Similarly, you don't need a full rebuild to introduce a lot of new material to a rail car. This happens in regular maintenance cycles too.


----------



## jis (Feb 3, 2015)

cirdan said:


> jis said:
> 
> 
> > When significant rebuild from the ground up is involved, I wonder when does the resulting vehicle essentially become a new one as opposed to the old one. Suppose you rebuild a car which at the end of it has only the original ashtrays and a few frame parts in the new vehicle, is it still the old vehicle or is it a new vehicle reusing some parts from the older vehicle?
> ...


I was not thinking about normal wear and tear replacement, which over a period of time can indeed replace quite a proportion of parts. I was thinking more in terms of rebuilding after a complete strip down as is done with many restored cars.


----------



## FriskyFL (Feb 4, 2015)

Tokkyu40 said:


> jis said:
> 
> 
> > When significant rebuild from the ground up is involved, I wonder when does the resulting vehicle essentially become a new one as opposed to the old one. Suppose you rebuild a car which at the end of it has only the original ashtrays and a few frame parts in the new vehicle, is it still the old vehicle or is it a new vehicle reusing some parts from the older vehicle?
> ...


The " Ship of Theseus" paradox...does a ship that has had all of its original parts replaced remain the same ship?
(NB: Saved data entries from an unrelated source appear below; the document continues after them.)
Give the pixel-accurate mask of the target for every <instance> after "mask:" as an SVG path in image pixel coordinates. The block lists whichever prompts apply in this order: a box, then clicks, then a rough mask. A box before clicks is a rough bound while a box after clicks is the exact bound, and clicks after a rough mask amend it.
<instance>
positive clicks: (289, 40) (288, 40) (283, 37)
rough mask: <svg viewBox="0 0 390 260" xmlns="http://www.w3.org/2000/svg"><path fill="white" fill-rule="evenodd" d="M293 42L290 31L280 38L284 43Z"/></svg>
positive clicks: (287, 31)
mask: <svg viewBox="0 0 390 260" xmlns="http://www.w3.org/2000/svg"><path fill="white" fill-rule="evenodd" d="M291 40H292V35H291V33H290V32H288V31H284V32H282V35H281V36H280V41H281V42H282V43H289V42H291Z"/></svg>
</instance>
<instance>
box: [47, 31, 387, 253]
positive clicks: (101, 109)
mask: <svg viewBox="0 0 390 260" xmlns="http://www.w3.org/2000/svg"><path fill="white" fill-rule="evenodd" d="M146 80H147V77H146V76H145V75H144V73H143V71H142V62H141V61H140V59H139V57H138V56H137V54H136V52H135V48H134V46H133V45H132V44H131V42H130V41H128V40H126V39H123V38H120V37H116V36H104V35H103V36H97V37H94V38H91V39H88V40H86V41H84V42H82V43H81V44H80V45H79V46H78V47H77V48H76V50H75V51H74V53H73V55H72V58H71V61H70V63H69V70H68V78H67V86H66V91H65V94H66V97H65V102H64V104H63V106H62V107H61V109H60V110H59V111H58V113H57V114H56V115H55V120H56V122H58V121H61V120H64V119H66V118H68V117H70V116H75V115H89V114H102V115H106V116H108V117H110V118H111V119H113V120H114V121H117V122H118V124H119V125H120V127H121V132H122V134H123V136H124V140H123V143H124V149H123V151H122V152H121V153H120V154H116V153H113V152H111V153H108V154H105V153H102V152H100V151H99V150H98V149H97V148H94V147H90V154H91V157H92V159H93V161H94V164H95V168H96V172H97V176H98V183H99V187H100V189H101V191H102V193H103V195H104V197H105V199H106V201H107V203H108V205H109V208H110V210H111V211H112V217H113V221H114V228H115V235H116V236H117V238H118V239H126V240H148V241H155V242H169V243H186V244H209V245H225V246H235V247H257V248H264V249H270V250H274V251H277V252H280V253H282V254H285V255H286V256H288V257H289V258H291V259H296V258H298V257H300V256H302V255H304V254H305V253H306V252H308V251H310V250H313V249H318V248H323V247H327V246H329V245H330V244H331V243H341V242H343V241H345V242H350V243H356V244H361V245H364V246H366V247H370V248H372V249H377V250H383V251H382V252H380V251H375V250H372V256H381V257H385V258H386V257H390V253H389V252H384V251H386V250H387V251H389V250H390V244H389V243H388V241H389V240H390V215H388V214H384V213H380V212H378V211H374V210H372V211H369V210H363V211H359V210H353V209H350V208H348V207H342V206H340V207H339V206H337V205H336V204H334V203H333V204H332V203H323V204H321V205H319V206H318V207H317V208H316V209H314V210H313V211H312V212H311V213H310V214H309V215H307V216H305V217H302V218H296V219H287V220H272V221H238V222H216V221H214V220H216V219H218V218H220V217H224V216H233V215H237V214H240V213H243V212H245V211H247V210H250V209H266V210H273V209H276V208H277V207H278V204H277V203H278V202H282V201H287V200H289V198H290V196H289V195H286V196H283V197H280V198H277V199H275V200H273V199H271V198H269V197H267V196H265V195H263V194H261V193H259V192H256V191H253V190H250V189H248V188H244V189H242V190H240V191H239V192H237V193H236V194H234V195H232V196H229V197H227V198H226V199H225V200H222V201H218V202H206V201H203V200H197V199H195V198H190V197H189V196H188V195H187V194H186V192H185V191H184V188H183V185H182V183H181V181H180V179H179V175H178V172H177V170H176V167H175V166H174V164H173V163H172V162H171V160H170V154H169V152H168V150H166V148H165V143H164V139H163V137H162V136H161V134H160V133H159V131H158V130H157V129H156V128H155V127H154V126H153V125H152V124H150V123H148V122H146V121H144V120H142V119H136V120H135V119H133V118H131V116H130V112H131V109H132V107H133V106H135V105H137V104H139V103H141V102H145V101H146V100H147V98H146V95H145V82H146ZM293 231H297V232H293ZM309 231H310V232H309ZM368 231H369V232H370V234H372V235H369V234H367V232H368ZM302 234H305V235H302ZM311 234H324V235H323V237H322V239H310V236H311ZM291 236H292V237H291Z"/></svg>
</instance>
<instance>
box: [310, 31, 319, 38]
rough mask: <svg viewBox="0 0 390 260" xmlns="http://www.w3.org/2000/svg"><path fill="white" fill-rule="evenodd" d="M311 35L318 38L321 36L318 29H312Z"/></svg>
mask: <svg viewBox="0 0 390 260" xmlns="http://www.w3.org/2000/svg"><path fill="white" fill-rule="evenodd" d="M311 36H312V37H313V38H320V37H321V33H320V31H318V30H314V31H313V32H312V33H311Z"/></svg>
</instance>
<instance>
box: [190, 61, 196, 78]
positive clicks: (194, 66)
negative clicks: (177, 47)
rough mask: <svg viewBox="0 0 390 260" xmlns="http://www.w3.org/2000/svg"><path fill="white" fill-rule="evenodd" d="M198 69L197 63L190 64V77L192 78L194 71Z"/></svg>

http://en.m.wikipedia.org/wiki/Ship_of_Theseus


----------



## jis (Feb 4, 2015)

Even more confusing is when the name of a ship is just transferred to another one of like design. This has happened quite a bit for airliner. Makes it difficult to keep track of things unless you are able tot rack down tail number and chassis numbers of aircraft.

Then there were all those SDP40Fs that got converted to whatever else. That was hard to keep track of.


----------